Despite the gloom surrounding the White House, it is too early
to predict this president’s success or failure. He is engaged in a
war and wars are always fraught with vicissitudes, failed
predictions, and setbacks, even for the victorious side. Who
announced that all U.S. troops would be out of Germany by 1947?
That would be FDR at Yalta in 1945. Why was Washington so desperate
to bring the Red Army into our war with Japan as late as the winter
of 1945? We had no clear idea of how effective the atomic bomb
would be against the Japanese. Most of the criticism of this
Administration’s execution of war in Iraq is ignorant,
opportunistic, and hypocritical. Consider Boy Clinton’s recent
eruption of bosh, claiming that the President acted precipitously
and “with no real urgency, no evidence that there were weapons of
mass destruction.” Thitherto Clinton has deposited scores of
statements on the public record contradicting these partisan
judgments, which make this famed perjurer once again a candidate
for the Hypocrites’ Hall of Fame.
One of the reasons that it is too early to count this admittedly
struggling president out is that his opposition is in disarray,
greater disarray than it has been in years. The Democrats have no
program, no coherent ideas, and no leader who is not perilously
controversial. I have in mind the mesmeric Hillary, who mesmerizes
Democrats, is repellent to Republicans, and unattractive to most
independents. She is the first First Lady ever to suffer the
disapproval of a majority of Americans since pollsters began
polling the approval ratings for First Ladies. She is, aside from
her husband, the most scandal-prone person in American
politics.
Another reason it is too early to count this president out is
that he, and his fellow Republicans for that matter, bring out the
worst in the Democrats, and at their worst the Democrats are very
unappealing. In their rebarbative lecturing to Judge John Roberts
they did themselves no good with average voters. Most Americans
know that it is repugnant to boast of one’s own virtue. By
strutting their moral superiority over Roberts and condemning him
as inhumane without any supporting evidence they looked like a
panel of frauds. That is the Democrats’ problem in a profession
that attracts fakers; they are brazen fakes. Voters are not always
unaware of this.
Blessed by such unimpressive opponents this president still has
a good chance of ending his presidency in three years as a success.

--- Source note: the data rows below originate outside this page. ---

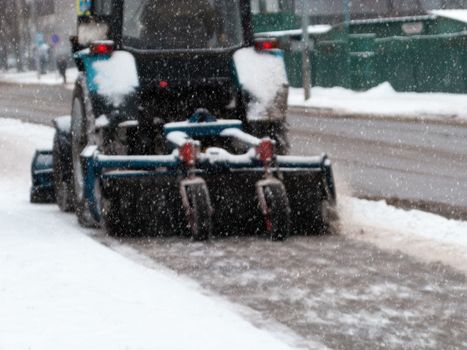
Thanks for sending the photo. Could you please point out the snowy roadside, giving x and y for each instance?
(31, 77)
(59, 288)
(382, 101)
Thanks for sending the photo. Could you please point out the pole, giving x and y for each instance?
(347, 33)
(306, 67)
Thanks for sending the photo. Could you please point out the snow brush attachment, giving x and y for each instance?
(217, 189)
(195, 195)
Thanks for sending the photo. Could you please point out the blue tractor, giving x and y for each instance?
(178, 124)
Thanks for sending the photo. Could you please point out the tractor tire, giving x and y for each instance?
(79, 140)
(277, 220)
(323, 218)
(63, 174)
(199, 214)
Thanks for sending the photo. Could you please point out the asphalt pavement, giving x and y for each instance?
(335, 290)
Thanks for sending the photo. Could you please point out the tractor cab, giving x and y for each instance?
(188, 55)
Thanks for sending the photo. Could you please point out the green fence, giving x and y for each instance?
(420, 54)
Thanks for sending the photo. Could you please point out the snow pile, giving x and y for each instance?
(60, 289)
(457, 15)
(263, 76)
(89, 32)
(116, 77)
(32, 77)
(383, 100)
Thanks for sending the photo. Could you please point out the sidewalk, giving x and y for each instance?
(382, 102)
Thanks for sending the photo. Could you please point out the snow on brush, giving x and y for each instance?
(383, 100)
(424, 235)
(60, 289)
(116, 77)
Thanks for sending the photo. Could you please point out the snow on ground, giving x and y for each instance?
(424, 235)
(60, 289)
(383, 100)
(31, 77)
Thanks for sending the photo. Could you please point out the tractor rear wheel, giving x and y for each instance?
(79, 140)
(199, 212)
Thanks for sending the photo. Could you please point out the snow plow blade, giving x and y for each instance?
(42, 190)
(240, 193)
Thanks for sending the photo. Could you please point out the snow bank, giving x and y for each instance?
(60, 289)
(263, 75)
(32, 77)
(416, 222)
(116, 77)
(383, 100)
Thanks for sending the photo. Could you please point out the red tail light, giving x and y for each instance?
(188, 153)
(102, 47)
(265, 150)
(266, 44)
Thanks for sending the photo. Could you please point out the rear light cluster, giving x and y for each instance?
(99, 48)
(266, 44)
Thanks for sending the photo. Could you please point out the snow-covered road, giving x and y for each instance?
(59, 288)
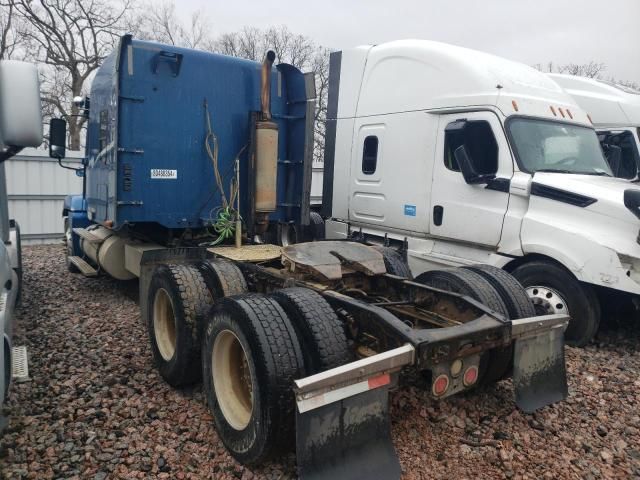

Much depends on the economy, which is robust. Much more depends on
his most historic initiative, which means: victory in Iraq,
suppression of terror, and the spread of peace in the Middle East.
Developments in Egypt, Lebanon, and Libya suggest that peace might
be spreading. Whether the Administration’s goal of democracy can
spread is a question beyond me, but who can scoff at the goal? The
spread of democracy has been an American ideal going back to
President Woodrow Wilson, and the presidents who have been most
fervent on behalf of democracy have usually been Democrats.
In foreign policy and even in many of his domestic initiatives,
this Republican president has achieved a neat trick. He has assumed
policies usually associated with the most honored Democrats. The
almost unprecedented anger against him is the anger once exhibited
by Midwestern and small-town Republicans as they watched FDR pass
them by. The shrieks heard from the Democrats these days puts me in
mind of one of my most deeply held beliefs about politics, to wit:
Rather than being shaped by principles or by interests, most
political issues are shaped by mental illness, namely the need of
some citizens to be perpetually angry.